QUOTE(nec1986 @ May 11 2015, 16:24)

Not so much. Good force cost 5-10m and 10 is probably excellent rolls which is very-very hard to find. I saw many with forge around 8m.
So, ive checked prof mitg reduction. Its quite interesting.
First. I checked different classes.
Celestial with 66% holy - 522 average
Mech with 72% holy - 415 average
Humanoid with 51% holy - 843 average
You can see if we completely delete mitg than get 1537, 1483 and 1721. Because we can get different mobs with different defense than i decided to check only exact one. It was Cracker jim.
352 divine, 1063 mdb - 415
429 divine, 1172 mdb - 557
579 divine, 1377 mdb - 993
707 divine, 1548 mdb - 1682
Because i have different mdb its better to scale all to 1k. This way we get 390, 475, 721, 1086. Its huge difference. In first example i dont have any reduction because my prof is lower than my lvl. So full damage is 390/(1-0,72) = 1392. With 429 divine i should get 4,42% mitg reduction, so check again and get 1466. 1380, 1427 for last 2. Looks quite close so we have quite simple residual in mitg. Already we can see if mob has huge mitg than we cant reduce full amount with only our prof. This mob has 72% and i can reduce only 50%. 22% is still very solid, because its only 7800 damage out of 10000. Also if we use imperil on high diff we still should have very high prof.
I got some numbers from mozilla browser`s post. He says average mitg for mobs above 1000pl is: 50,47,46,45,42,40 for fire/cold/wind/elec/holy/dark.
But that mostly means someone has very low and all others high. For example for holy quite ordinary is 50-60. Sometimes 40 or 60-70 range and sometimes like 7-20 and that low reduce average. But generally 2 prof reduce near whole mitg and only some relatively rare mobs have higher.

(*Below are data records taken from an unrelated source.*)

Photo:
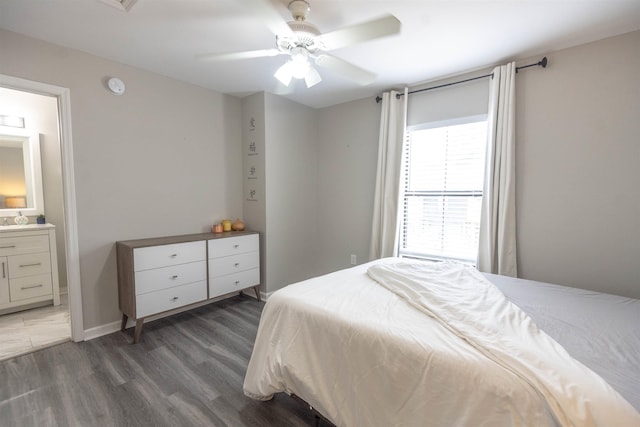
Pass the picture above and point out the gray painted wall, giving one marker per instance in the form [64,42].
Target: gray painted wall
[578,167]
[162,159]
[578,151]
[166,158]
[285,206]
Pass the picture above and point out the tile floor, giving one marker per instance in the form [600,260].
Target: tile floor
[30,330]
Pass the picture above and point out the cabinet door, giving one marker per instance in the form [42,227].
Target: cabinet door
[4,281]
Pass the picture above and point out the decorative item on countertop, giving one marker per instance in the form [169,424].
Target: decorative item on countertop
[238,225]
[21,219]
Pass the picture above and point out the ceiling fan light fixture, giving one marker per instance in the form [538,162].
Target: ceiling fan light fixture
[299,62]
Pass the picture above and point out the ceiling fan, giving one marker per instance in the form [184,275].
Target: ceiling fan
[302,41]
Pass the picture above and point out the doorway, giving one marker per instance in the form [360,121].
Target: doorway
[69,269]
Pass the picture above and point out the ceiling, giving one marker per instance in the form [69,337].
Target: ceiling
[437,39]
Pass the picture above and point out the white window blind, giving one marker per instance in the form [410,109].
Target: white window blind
[443,180]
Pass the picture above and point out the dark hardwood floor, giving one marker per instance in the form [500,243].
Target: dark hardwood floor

counter-resist effect of magic proficiency is linear, so we don't need to feel like we have to reach the proficiency cap or stick with all phase.
Specific mitigation reduction of magic proficiency is exponential, so that is where we might want to reach the proficiency cap. But, there are different play styles. Imperil + 5 phase; Imperil + max proficiency; No imperil + 5 phase; No imperil + max proficiency. Let's say that even for the scenarios without max proficiency, you have Lmax proficiency on non-proficiency staff, with 50 forge levels, ie. 0.31 proficiency factor or 8.6% mitigation reduction
The below calculations will be based on Cracker Jim having 60% Mmi and 72% holy mitigation. Now, I have no idea what Cracker Jim's real Mmi is, and not all mobs have such high holy mitigation. Also, reaching max proficiency probably means sacrificing 2 small pieces of phase which is ?? % of damage. Let's say damage output is reduced by 25%.
- Imperil + 5 phase gives -50% Mmi and -25% (-33.6% with proficiency) holy/dark mitigation. 10k base dmg would only leave only 10000*(1-0.6+0.5)*(1-0.72+.336)=5544dmg after mitigations.
- Imperil + max proficiency gives -50% Mmi and -25% (-75% with proficiency) holy/dark mitigation. 7.5k base dmg would leave 7500*(1-0.6+0.5)*(1-0.72+0.72)=6750dmg
- No imperil + 5 phase gives (-8.6% with proficiency) holy/dark mitigation. 10k base dmg would leave 10000*(1-0.6)*(1-0.72+0.086)=1464dmg
- No imperil + max proficiency gives (-50% with proficiency) holy/dark mitigation. 7.5k base dmg would leave 7500*(1-0.6)*(1-0.72+0.5)=2340dmg
On these assumptions, going for max proficiency has about the same absolute difference in dmg (~1000), but in relative terms it is more important when using Imperil than without Imperil. Also, Imperil makes so much difference in damage that spending 4 rounds of Imperil + 2 rounds of damage ~ 6 rounds of damage without Imperil.
I'm going to stop rambling now because reading too much into made up figures (Cracker Jim's Mmi) is probably not wise, and I'm not sure if this makes sense anymore.